Crockett vs. Martinez

By The Honorable A. F. Bray
Contra Costa County, California Broadcast Station
KLX, Oakland, California Number 214
Broadcast October 7, 1940

Here is a case in which the Court held that when a person deeded to another certain land describing it in part, as land upon which the Town of Martinez is situated, the grantor didn't really mean that, but meant land upon which the town was not situated. The case also shows what huge quantities of land the early settlers dealt with.

In 1841 Alvarado, the then Mexican Governor of California, granted to Teodora Soto a sobrante of the Rancho del Hambre y las Bolsas. A "sobrante" meant an overplus, or the remainder after the ranchos of Welch and Pinole had first been taken out. In this instance, it was estimated that the Sobrante would contain three square leagues of land. A little later, Teodora Soto conveyed this sobrante to a man named Piper and in 1860 Piper sold it to Crockett and Page. Crockett, incidentally, was an Associate Justice of the California Supreme Court, and was the man after whom the town of Crockett was named. In the deed from Piper to Crockett and Page the land is described as the land known as the Ranch Canada del Hambre y las Bolsas, and being the tract of land upon which the Town of Martinez is situated, and being the land confirmed to Teodora Soto by the United States District Court and surveyed by the United States Surveyor General in March 1860, containing 13,312 acres if land. (How would you like to own 13,312 acres of land today in Contra Costa County?)

Later Crockett and Page sold to a man named True a portion of this large acreage, including the lands occupied by the Town of Martinez.
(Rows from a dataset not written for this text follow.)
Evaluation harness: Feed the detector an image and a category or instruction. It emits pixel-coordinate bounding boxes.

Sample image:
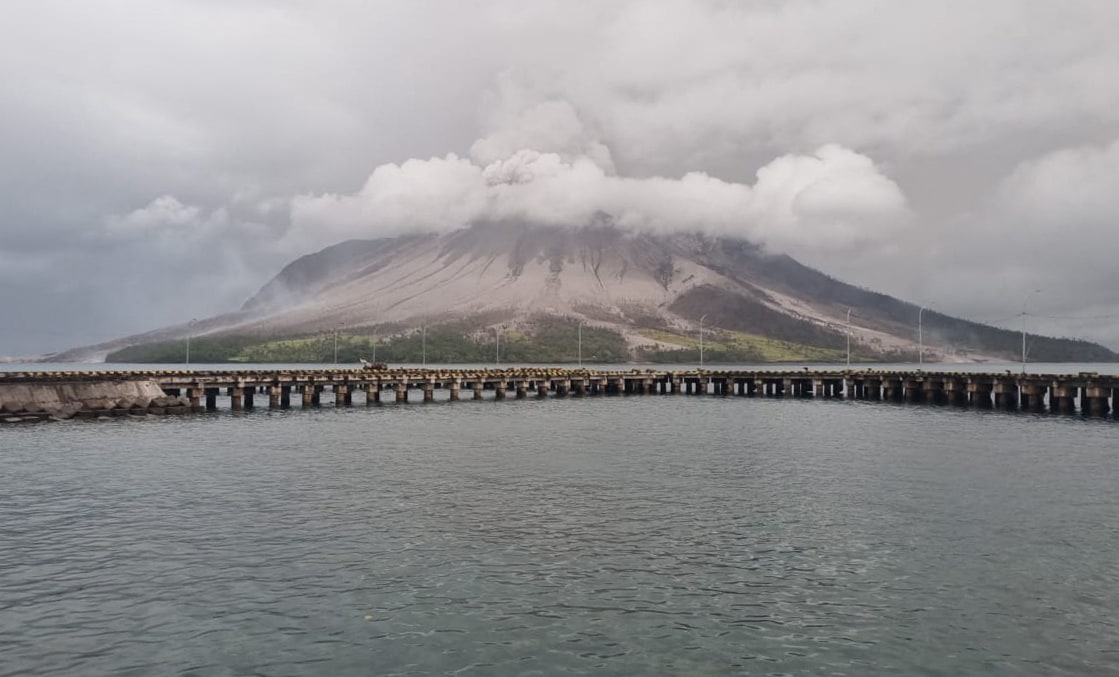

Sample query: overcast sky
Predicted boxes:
[0,0,1119,355]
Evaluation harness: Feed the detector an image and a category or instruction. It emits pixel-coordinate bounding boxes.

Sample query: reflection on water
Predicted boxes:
[0,397,1119,675]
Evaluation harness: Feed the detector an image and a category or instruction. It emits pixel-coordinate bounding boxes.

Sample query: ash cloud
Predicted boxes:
[0,0,1119,354]
[285,101,910,256]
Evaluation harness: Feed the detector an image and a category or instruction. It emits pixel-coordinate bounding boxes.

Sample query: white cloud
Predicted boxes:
[288,139,909,261]
[0,0,1119,351]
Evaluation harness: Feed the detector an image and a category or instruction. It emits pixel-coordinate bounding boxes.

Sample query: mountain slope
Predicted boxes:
[50,221,1119,361]
[227,217,1116,360]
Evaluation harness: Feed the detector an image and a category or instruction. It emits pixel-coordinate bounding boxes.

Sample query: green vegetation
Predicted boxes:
[637,329,859,363]
[106,318,630,364]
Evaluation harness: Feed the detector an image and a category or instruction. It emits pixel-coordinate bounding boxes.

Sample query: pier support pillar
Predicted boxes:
[994,378,1018,410]
[187,387,203,412]
[944,378,968,406]
[1081,386,1111,416]
[967,379,991,408]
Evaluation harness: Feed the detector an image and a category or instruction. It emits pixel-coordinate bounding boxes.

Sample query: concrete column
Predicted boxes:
[1051,383,1080,414]
[1081,386,1111,416]
[187,387,203,412]
[902,378,921,402]
[994,378,1018,410]
[944,378,968,406]
[967,378,993,408]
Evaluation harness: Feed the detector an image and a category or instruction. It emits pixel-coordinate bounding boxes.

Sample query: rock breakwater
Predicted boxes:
[0,380,190,423]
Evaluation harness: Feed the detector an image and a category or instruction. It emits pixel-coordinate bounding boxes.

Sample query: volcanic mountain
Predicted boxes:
[50,217,1119,361]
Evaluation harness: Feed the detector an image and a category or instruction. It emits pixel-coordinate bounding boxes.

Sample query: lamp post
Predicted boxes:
[1022,289,1042,374]
[847,308,850,369]
[916,305,924,365]
[575,320,583,369]
[699,312,708,369]
[335,322,346,365]
[187,318,198,365]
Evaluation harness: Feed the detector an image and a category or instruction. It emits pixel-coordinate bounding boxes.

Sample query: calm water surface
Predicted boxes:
[0,396,1119,676]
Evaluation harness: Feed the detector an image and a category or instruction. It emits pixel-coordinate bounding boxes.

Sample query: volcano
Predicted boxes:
[48,221,1119,361]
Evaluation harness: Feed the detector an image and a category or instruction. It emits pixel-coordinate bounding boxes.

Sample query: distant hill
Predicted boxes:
[50,216,1119,361]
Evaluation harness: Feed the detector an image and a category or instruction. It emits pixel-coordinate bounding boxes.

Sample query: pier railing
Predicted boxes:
[0,368,1119,416]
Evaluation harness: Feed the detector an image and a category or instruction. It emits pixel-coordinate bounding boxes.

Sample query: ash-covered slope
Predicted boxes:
[231,218,1117,360]
[56,217,1119,361]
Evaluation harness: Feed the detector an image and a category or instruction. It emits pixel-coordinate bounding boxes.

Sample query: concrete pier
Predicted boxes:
[0,367,1119,417]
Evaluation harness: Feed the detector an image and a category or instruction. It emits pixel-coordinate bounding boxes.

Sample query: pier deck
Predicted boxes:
[0,368,1119,416]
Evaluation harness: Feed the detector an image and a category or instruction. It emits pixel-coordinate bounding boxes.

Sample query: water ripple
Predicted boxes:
[0,397,1119,677]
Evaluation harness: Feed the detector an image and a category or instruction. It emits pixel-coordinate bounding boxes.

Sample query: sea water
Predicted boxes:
[0,367,1119,676]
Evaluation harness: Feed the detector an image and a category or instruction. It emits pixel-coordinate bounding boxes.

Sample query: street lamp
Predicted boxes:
[335,322,346,365]
[575,320,583,369]
[699,312,708,369]
[1022,289,1042,374]
[916,305,924,365]
[847,308,850,369]
[187,318,198,365]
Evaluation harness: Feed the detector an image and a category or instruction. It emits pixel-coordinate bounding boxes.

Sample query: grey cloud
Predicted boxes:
[0,0,1119,354]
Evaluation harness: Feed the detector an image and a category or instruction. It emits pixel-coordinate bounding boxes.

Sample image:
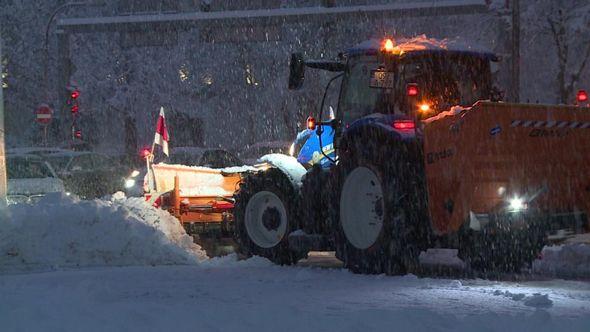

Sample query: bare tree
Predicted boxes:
[529,0,590,104]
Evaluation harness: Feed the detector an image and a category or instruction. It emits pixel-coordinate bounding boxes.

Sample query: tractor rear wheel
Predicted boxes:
[234,168,307,265]
[330,137,427,274]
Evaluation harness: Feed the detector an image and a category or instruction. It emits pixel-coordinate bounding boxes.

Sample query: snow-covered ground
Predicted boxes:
[0,193,206,272]
[0,257,590,332]
[0,194,590,332]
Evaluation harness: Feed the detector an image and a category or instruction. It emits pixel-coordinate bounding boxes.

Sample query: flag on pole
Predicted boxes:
[152,107,170,156]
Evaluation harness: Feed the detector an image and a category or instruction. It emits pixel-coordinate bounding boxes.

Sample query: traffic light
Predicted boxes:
[68,88,80,116]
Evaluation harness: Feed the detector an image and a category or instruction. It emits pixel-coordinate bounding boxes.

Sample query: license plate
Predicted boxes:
[370,70,394,89]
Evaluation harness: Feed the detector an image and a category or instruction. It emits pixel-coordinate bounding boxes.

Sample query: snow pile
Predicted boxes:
[533,243,590,278]
[524,293,553,308]
[422,106,471,123]
[419,249,465,268]
[0,193,205,271]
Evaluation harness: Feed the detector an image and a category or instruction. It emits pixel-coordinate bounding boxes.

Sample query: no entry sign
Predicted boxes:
[35,104,53,125]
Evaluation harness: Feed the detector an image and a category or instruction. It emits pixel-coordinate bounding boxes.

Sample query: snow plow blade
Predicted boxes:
[424,102,590,234]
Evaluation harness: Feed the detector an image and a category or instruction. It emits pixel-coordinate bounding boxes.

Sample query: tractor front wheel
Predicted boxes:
[330,137,427,274]
[234,169,307,265]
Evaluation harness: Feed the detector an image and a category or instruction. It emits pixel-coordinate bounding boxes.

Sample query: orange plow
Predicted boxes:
[424,102,590,235]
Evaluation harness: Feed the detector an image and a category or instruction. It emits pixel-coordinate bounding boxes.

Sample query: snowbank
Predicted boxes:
[0,193,206,271]
[533,243,590,278]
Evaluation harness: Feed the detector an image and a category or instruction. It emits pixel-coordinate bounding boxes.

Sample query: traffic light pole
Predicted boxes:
[510,0,520,103]
[0,39,8,208]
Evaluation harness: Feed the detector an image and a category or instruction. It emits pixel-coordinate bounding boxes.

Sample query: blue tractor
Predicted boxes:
[234,37,532,274]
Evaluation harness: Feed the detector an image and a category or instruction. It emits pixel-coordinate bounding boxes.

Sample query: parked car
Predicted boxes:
[44,151,129,198]
[240,141,293,165]
[6,154,65,204]
[124,147,244,196]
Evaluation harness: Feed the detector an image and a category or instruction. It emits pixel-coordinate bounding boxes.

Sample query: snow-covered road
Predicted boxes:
[0,258,590,332]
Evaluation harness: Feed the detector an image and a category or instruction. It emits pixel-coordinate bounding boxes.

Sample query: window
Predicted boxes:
[6,158,53,179]
[119,0,179,15]
[340,57,381,123]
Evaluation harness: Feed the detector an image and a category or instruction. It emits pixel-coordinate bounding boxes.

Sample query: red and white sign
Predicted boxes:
[35,104,53,125]
[154,107,170,156]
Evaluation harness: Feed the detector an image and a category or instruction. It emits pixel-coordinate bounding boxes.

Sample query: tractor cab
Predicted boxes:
[289,36,497,167]
[339,36,496,124]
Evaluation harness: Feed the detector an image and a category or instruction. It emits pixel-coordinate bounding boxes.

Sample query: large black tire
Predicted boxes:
[330,133,430,274]
[234,168,307,265]
[459,216,548,277]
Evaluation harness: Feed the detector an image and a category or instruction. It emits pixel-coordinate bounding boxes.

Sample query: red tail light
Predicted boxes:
[406,83,420,97]
[139,148,150,159]
[576,90,588,103]
[393,120,416,130]
[307,116,316,130]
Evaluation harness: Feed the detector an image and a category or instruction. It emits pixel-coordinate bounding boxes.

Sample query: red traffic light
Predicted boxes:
[139,148,150,159]
[307,116,316,130]
[576,90,588,103]
[393,120,416,130]
[406,83,420,97]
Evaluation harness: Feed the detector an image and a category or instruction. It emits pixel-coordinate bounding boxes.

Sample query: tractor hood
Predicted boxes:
[346,35,498,61]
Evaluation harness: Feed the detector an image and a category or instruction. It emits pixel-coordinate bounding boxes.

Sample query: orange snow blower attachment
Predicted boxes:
[424,102,590,234]
[146,164,241,223]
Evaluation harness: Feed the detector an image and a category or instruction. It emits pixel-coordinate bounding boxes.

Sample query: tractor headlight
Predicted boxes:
[508,196,527,212]
[125,179,135,189]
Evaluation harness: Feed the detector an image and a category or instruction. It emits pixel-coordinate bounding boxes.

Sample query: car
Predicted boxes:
[6,154,65,204]
[44,151,129,199]
[124,146,244,196]
[240,141,293,165]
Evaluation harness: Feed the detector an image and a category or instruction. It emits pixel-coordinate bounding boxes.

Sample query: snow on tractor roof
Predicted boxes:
[346,35,497,61]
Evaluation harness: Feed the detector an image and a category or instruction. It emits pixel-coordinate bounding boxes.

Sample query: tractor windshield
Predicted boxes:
[340,53,491,123]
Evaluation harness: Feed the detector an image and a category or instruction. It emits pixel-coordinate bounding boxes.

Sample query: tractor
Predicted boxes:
[233,36,590,274]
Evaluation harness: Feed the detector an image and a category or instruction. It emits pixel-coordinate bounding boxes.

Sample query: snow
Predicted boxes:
[0,264,590,332]
[8,178,65,195]
[533,243,590,278]
[419,249,465,268]
[0,193,205,271]
[0,192,590,332]
[422,106,471,124]
[58,0,486,28]
[260,153,307,187]
[349,34,495,58]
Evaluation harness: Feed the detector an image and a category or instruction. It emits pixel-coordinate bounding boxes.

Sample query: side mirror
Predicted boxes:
[289,53,305,90]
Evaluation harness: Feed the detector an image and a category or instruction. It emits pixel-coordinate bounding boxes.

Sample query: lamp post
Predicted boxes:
[43,0,105,103]
[0,38,8,208]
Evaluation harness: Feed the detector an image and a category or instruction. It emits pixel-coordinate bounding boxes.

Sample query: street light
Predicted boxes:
[43,0,105,103]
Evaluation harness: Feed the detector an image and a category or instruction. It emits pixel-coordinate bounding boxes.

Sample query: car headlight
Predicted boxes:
[508,196,527,212]
[125,179,135,189]
[6,195,29,205]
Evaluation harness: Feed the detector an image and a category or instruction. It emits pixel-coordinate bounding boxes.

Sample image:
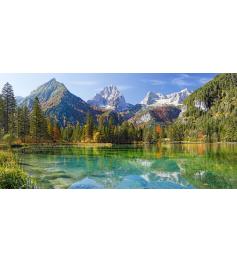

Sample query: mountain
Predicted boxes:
[15,96,24,105]
[20,78,99,126]
[87,86,131,112]
[174,73,237,142]
[141,88,191,106]
[129,105,181,126]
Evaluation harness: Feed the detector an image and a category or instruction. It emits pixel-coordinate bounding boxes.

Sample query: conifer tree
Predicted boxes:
[17,106,30,142]
[2,83,16,134]
[85,113,94,140]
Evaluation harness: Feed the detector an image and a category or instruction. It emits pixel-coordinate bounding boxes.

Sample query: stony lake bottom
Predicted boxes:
[18,144,237,189]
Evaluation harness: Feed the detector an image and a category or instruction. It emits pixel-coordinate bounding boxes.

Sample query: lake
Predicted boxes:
[18,144,237,189]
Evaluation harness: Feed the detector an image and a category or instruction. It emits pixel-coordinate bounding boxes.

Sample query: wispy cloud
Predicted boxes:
[172,74,195,87]
[142,79,166,86]
[117,85,133,91]
[71,80,98,86]
[199,77,211,85]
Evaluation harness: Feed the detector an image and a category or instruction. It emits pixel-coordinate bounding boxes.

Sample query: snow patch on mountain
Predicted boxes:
[87,86,129,111]
[141,88,192,106]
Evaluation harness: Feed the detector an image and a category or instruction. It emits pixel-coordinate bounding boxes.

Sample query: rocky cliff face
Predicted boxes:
[141,88,191,107]
[87,86,129,112]
[20,78,99,126]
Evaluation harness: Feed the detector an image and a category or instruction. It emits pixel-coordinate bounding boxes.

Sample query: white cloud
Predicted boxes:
[71,80,98,86]
[172,74,195,86]
[199,77,211,85]
[118,85,133,91]
[142,79,166,86]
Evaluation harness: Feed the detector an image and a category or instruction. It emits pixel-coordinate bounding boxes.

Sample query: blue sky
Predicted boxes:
[0,73,216,104]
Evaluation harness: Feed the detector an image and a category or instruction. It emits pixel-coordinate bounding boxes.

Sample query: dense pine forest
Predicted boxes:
[0,74,237,145]
[0,83,161,144]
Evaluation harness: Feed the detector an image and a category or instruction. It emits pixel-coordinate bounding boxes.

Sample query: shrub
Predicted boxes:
[0,152,36,189]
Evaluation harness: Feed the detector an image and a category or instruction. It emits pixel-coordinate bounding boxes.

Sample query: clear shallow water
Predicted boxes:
[19,144,237,189]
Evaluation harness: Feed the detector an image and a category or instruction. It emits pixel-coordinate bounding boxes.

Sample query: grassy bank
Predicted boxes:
[0,151,36,189]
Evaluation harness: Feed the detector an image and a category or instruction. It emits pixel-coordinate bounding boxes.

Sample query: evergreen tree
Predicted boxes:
[17,106,30,142]
[85,113,94,140]
[0,95,4,132]
[2,83,16,134]
[30,97,48,143]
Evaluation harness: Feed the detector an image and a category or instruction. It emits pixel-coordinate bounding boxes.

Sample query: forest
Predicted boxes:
[0,83,162,145]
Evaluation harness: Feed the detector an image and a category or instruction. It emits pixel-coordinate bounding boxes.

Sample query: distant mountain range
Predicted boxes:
[16,78,191,126]
[87,86,132,112]
[20,78,99,126]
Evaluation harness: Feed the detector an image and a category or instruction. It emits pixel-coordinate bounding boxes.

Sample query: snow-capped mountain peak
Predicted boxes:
[88,86,129,111]
[141,88,192,106]
[141,91,164,105]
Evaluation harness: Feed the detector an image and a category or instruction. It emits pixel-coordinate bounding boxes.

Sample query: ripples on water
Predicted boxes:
[19,144,237,189]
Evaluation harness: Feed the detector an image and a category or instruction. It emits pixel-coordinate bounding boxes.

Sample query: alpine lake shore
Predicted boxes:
[0,140,237,189]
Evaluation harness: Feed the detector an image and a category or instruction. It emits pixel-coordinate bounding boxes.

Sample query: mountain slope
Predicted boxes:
[129,105,181,126]
[172,73,237,141]
[21,78,98,126]
[87,86,129,111]
[141,88,191,107]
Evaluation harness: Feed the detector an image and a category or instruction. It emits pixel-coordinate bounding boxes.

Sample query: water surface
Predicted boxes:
[19,144,237,189]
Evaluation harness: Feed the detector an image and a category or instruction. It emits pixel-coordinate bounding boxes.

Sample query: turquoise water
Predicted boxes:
[19,144,237,189]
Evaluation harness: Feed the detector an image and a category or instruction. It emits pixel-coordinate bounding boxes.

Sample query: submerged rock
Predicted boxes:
[70,178,104,189]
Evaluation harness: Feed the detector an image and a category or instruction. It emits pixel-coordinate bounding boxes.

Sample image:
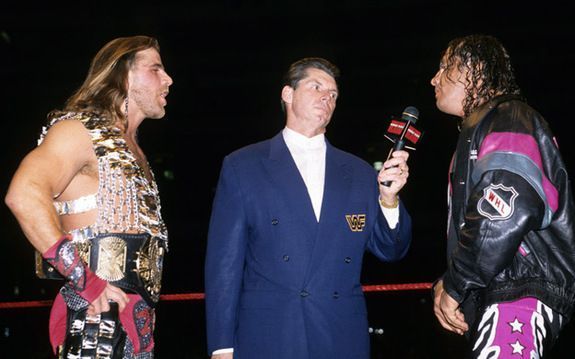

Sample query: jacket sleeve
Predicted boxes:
[204,158,248,353]
[443,151,548,303]
[367,201,411,262]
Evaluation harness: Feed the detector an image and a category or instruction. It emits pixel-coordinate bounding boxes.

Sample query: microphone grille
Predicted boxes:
[401,106,419,123]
In 1868, Piper brought suit against True, to get him off the lands occupied by, and in the vicinity of, the Town of Martinez on the ground that the deed Piper had originally made to Crockett and Page did not actually cover these particular lands. At the trial it developed that the lands which the United States District Court had confirmed as being the sobrante originally granted to Soto did not cover the land near the Town of Martinez. Therefore, the Court held that all Crockett got in his deed and all that could be conveyed to True, was that portion of the sobrante which the United States Court had confirmed, and as the Town of Martinez lands were not included in that, neither Crockett nor True had any claim to Martinez and vicinity.

It is interesting that in those days it took Court decisions to find out who owned a particular town or city.